This wasn't how it was supposed to be for the 2005-06 Nuggets. But soon the curtain will likely be falling down hard in possibly the most disappointing, trying and overhyped season since the franchise joined the NBA in 1976.
The Nuggets finished last season with a 32-8 record under new coach George Karl, who arrived midway through the season. In the playoffs, they gave eventual NBA champion San Antonio a tough fight.
Then came the most anticipated season since the Doug Moe days. Anthony was back for his third season. Add Andre Miller, Marcus Camby, Kenyon Martin, Earl Boykins and Nene to the mix, and the ingredients for something special seemed to be brewing.
"This is a year that we as a team have put a lot of work into," Anthony said. "This is a year we were going to be able to move on out of the first round and solidify the season that we had. To validate it."
But on opening night, Nene's season ended to a knee injury, a sign of things to come. Denver would lose a devastating 237 games to injury this season. A knee injury limited Martin to a career-low 56 games and 12.9 point average. Rookie guard Julius Hodge was shot.
The Nuggets started the playoffs having lost four straight and eight of their last 12. To make bad even worse, Martin was suspended indefinitely after telling off Karl during halftime of a Game 2 loss to the Clippers.
The Nuggets were booed out of their own Pepsi Center on Saturday after being down as many as 23 points before losing Game 4. Come Monday, it will likely all be over during a Clippers' party at the Staples Center in Los Angeles.
"Yeah, I'm surprised," said Anthony, who is averaging 20.5 points on 33.3 percent shooting while being smothered by the Clippers. "This right here really hurts to lose, on our home court. It's just embarrassing. It didn't even feel like a playoff game tonight. It felt just like a regular-season game.

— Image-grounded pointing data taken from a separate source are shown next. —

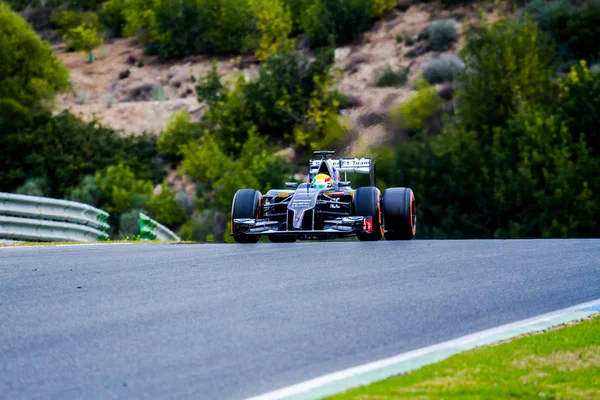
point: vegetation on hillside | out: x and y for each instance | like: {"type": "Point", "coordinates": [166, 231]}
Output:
{"type": "Point", "coordinates": [517, 154]}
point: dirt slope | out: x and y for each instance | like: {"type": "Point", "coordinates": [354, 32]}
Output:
{"type": "Point", "coordinates": [144, 99]}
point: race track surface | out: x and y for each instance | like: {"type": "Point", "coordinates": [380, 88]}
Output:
{"type": "Point", "coordinates": [232, 321]}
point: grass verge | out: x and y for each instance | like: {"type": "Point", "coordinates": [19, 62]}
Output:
{"type": "Point", "coordinates": [558, 364]}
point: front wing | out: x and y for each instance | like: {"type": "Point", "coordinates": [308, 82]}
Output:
{"type": "Point", "coordinates": [339, 227]}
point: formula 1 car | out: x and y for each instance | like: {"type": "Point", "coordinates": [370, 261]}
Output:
{"type": "Point", "coordinates": [328, 210]}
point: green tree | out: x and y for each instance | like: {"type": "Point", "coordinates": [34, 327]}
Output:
{"type": "Point", "coordinates": [510, 66]}
{"type": "Point", "coordinates": [164, 208]}
{"type": "Point", "coordinates": [179, 132]}
{"type": "Point", "coordinates": [579, 105]}
{"type": "Point", "coordinates": [30, 72]}
{"type": "Point", "coordinates": [413, 113]}
{"type": "Point", "coordinates": [274, 21]}
{"type": "Point", "coordinates": [546, 182]}
{"type": "Point", "coordinates": [121, 189]}
{"type": "Point", "coordinates": [63, 150]}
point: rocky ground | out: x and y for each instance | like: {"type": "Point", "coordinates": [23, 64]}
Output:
{"type": "Point", "coordinates": [127, 90]}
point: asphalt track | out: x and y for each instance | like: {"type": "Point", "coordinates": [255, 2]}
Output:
{"type": "Point", "coordinates": [233, 321]}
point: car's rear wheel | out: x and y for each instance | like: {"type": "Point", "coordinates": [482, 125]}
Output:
{"type": "Point", "coordinates": [282, 238]}
{"type": "Point", "coordinates": [399, 214]}
{"type": "Point", "coordinates": [246, 204]}
{"type": "Point", "coordinates": [366, 202]}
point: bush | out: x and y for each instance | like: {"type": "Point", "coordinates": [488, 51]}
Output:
{"type": "Point", "coordinates": [414, 112]}
{"type": "Point", "coordinates": [392, 78]}
{"type": "Point", "coordinates": [34, 187]}
{"type": "Point", "coordinates": [64, 149]}
{"type": "Point", "coordinates": [79, 30]}
{"type": "Point", "coordinates": [274, 21]}
{"type": "Point", "coordinates": [510, 65]}
{"type": "Point", "coordinates": [443, 68]}
{"type": "Point", "coordinates": [575, 29]}
{"type": "Point", "coordinates": [30, 72]}
{"type": "Point", "coordinates": [340, 20]}
{"type": "Point", "coordinates": [256, 167]}
{"type": "Point", "coordinates": [165, 209]}
{"type": "Point", "coordinates": [121, 189]}
{"type": "Point", "coordinates": [180, 28]}
{"type": "Point", "coordinates": [128, 223]}
{"type": "Point", "coordinates": [579, 105]}
{"type": "Point", "coordinates": [87, 192]}
{"type": "Point", "coordinates": [179, 132]}
{"type": "Point", "coordinates": [290, 100]}
{"type": "Point", "coordinates": [113, 16]}
{"type": "Point", "coordinates": [442, 34]}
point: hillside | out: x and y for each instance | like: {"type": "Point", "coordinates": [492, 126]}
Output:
{"type": "Point", "coordinates": [149, 94]}
{"type": "Point", "coordinates": [489, 113]}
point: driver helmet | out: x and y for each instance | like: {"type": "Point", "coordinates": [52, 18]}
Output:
{"type": "Point", "coordinates": [322, 181]}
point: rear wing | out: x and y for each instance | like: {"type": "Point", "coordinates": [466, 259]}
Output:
{"type": "Point", "coordinates": [345, 165]}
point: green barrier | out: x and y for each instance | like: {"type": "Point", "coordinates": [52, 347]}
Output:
{"type": "Point", "coordinates": [147, 226]}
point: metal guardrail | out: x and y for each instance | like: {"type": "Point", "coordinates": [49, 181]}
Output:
{"type": "Point", "coordinates": [152, 230]}
{"type": "Point", "coordinates": [44, 219]}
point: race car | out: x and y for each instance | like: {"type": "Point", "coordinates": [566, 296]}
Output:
{"type": "Point", "coordinates": [325, 207]}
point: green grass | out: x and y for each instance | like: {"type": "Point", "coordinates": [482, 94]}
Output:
{"type": "Point", "coordinates": [558, 364]}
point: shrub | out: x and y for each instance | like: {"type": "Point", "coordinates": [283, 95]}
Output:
{"type": "Point", "coordinates": [34, 187]}
{"type": "Point", "coordinates": [164, 209]}
{"type": "Point", "coordinates": [113, 16]}
{"type": "Point", "coordinates": [274, 21]}
{"type": "Point", "coordinates": [30, 72]}
{"type": "Point", "coordinates": [291, 99]}
{"type": "Point", "coordinates": [179, 132]}
{"type": "Point", "coordinates": [128, 223]}
{"type": "Point", "coordinates": [63, 150]}
{"type": "Point", "coordinates": [158, 93]}
{"type": "Point", "coordinates": [574, 28]}
{"type": "Point", "coordinates": [443, 68]}
{"type": "Point", "coordinates": [79, 30]}
{"type": "Point", "coordinates": [414, 112]}
{"type": "Point", "coordinates": [121, 189]}
{"type": "Point", "coordinates": [579, 105]}
{"type": "Point", "coordinates": [392, 78]}
{"type": "Point", "coordinates": [87, 192]}
{"type": "Point", "coordinates": [442, 34]}
{"type": "Point", "coordinates": [184, 27]}
{"type": "Point", "coordinates": [510, 65]}
{"type": "Point", "coordinates": [340, 20]}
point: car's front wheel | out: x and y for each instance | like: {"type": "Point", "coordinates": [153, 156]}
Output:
{"type": "Point", "coordinates": [246, 204]}
{"type": "Point", "coordinates": [366, 203]}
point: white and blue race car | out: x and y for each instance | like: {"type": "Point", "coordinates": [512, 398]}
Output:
{"type": "Point", "coordinates": [326, 207]}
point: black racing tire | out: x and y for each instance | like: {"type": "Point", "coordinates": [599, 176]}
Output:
{"type": "Point", "coordinates": [246, 204]}
{"type": "Point", "coordinates": [282, 238]}
{"type": "Point", "coordinates": [399, 214]}
{"type": "Point", "coordinates": [366, 202]}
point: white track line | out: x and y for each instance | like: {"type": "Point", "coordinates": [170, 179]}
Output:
{"type": "Point", "coordinates": [363, 374]}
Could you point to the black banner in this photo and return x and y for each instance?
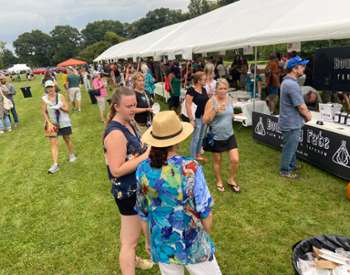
(331, 69)
(327, 150)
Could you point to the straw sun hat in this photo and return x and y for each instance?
(167, 130)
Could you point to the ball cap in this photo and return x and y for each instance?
(295, 61)
(49, 83)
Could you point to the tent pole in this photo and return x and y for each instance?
(255, 67)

The crowd wasn't into it. We wasn't into it as a team."
More than 30 minutes passed with Anthony motionless in the same position. While he searched hard for a solution, the only one left is probably a miracle.
"I just want to win," Anthony said. "If I've got to sit here for three or four hours and think about what we've got to do, that's what I'm going to do."
-- Marc Spears, in Denver
In Friday night's Daily Dime, we mentioned that LeBron James could have been called for traveling three times during his game-winning drive. (We also mentioned that the Wizards could have been called three times for fouling James on that play.)
After the game, the Wizards complained loudly about the King's steps. And many in SportsNation agree.
Here's a sampling of what we found this morning in an overflowing Daily Dime mailbag:
Dustin (Wenham, MA): Wizards-Cavs, Game 3. Lebron James drives to the lane for the winning bucket. End of story, right? Wrong. What I saw was James drive to the lane, commit one of the worst travels I have ever seen, and not get called for it. Unbelievable.
Missoula: LeBron walked before he hit the Game 3 winner. Watch the tape. He picked up the ball, picked up his right foot, then stepped again with his left. He walked. The Wiz should have won.
Joe (New York): Please, guys. We need your help. The travelling by Bron-Bron has to stop. It's gotten ridiculous and it is hurting the integrity of the game.